The simplest action of exercising the whole body II. As we all know, insisting on exercise and eating reasonably is the safe and long-term scientific way to lose weight. Even so, many friends who are on the road to losing weight will deliberately ignore exercise and simply start with diet. The reason is that exercise not only takes up a certain amount of time, but also is not an easy task.
These two reasons alone will make many people prefer to choose a diet that affects their health rather than exercise that is beneficial to their health. Here, it must be said that no matter what kind of weight loss method you choose, you must take health as the premise. Having said that, it seems to be back to the starting point, because to lose weight and be healthy means to eat reasonably and exercise regularly, that is, exercise must be indispensable.
Well, since exercise is essential, let's choose some feasible exercises in order to stick to it better. What is a feasible exercise? When we exercise for the purpose of losing weight, the most common mistake is to blindly choose high-intensity and difficult exercise without considering our own ability, difficulty and intensity, that is, the chosen exercise method is not suitable for us. In this case, the most direct consequence is that you can't persist.
In the early stage of losing weight, when your exercise ability is not enough, choosing some exercises with lower difficulty and intensity can not only enhance your confidence, but also make you stick to it better. In fact, no matter what kind of exercise, as long as it is carried out regularly and can be effectively adhered to, it will consume considerable heat.
So let's share a group of simple and convenient exercises, which are not too intense and difficult, and easy to do at home. It is very suitable for friends who don't have much time and foundation and want to exercise to lose weight.
Action 1: Jump left and right for 40 seconds.
Stand, chest out and abdomen in, legs slightly bent, feet alternately jumping from side to side in small amplitude, keeping the movement smooth, and arms naturally swinging with the leg movements.
Action 2: Two squats 15 times.
Stand with your feet shoulder width apart, keep your back straight and tighten your core.
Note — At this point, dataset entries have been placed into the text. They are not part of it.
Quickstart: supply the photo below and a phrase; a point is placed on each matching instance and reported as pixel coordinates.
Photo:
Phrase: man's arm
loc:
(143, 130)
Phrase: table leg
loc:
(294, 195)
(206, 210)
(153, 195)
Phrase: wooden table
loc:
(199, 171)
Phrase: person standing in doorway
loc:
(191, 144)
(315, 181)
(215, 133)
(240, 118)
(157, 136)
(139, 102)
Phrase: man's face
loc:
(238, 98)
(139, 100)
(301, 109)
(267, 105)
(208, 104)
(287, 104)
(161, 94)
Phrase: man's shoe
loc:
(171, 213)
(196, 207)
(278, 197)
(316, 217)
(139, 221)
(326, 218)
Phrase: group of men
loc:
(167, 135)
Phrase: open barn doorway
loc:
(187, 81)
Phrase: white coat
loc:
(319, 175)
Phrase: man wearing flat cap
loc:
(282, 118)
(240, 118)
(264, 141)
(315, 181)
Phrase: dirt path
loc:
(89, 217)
Arms droop naturally, hips move backward, knees bend, squat down until thighs are parallel to the ground, and then get up. After half getting up, squat down again, get up completely and keep your back straight, with your knees in the same direction as your toes.
Action 3: Stand and kick 20 times.
Stand with your feet slightly open, chest out and abdomen in. Lift your arms straight up and lift one leg to the maximum. At the same time, put down your arms and touch your toes and change sides.
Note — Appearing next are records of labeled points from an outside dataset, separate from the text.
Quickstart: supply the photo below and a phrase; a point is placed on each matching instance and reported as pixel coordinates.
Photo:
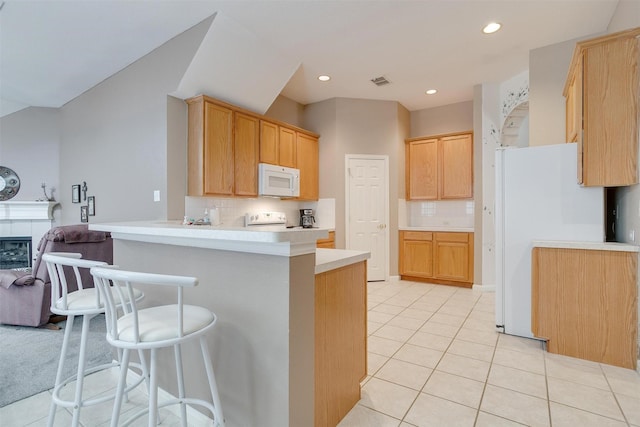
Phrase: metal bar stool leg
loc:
(180, 377)
(63, 355)
(153, 389)
(217, 415)
(122, 382)
(82, 362)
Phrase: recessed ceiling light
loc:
(491, 27)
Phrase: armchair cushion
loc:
(14, 277)
(29, 305)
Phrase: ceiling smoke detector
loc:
(380, 81)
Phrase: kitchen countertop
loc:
(330, 259)
(595, 246)
(267, 239)
(444, 228)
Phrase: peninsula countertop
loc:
(439, 228)
(268, 239)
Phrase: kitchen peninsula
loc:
(269, 287)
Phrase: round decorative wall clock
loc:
(9, 183)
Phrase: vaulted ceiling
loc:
(52, 51)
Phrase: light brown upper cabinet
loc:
(439, 167)
(245, 154)
(277, 144)
(307, 158)
(601, 94)
(226, 143)
(210, 149)
(222, 150)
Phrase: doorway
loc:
(367, 210)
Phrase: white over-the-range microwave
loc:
(278, 181)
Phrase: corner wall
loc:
(357, 126)
(29, 145)
(115, 137)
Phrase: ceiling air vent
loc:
(380, 81)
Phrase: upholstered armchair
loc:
(25, 297)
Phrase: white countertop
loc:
(269, 239)
(443, 228)
(330, 259)
(595, 246)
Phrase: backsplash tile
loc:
(232, 210)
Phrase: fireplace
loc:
(22, 225)
(15, 252)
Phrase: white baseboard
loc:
(484, 288)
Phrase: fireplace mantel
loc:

Action 4: Squat backwards 16 times.
Stand with your feet slightly apart, straighten your back and tighten your core. When your arms droop naturally, take one leg back and squat until the front of your thigh is parallel to the ground. However, don't squat and bend your elbows. Then lift up until the arm is straight, then restore the arm and get up and change legs. Pay attention to the direction of knees and toes.
Action 5: Stand on your knees, tuck in your abdomen and lift your legs 20 times.
Open your feet slightly narrower than your shoulders, keep your back straight, raise your arms to keep your body stable, bend your knees forward to lift one leg, bend your arms to lower your elbows, and then return to the top of your knees to change sides.
Action 6: Bend down and stretch your arms 16 times.
Feet shoulder-width apart, bend forward until the upper body is almost parallel to the ground, the back is straight, and the arms droop naturally. Open to both sides and restore, then lift to the top of the action and keep breathing naturally.
The first action can be a warm-up action. If there are no other warm-up exercises, the time of each exercise should be appropriately extended. Take a break for 30 seconds between actions, 3-5 groups each time, 3-4 times a week. Because the action intensity of this group is not very strong, it can be done every day if the time can be arranged.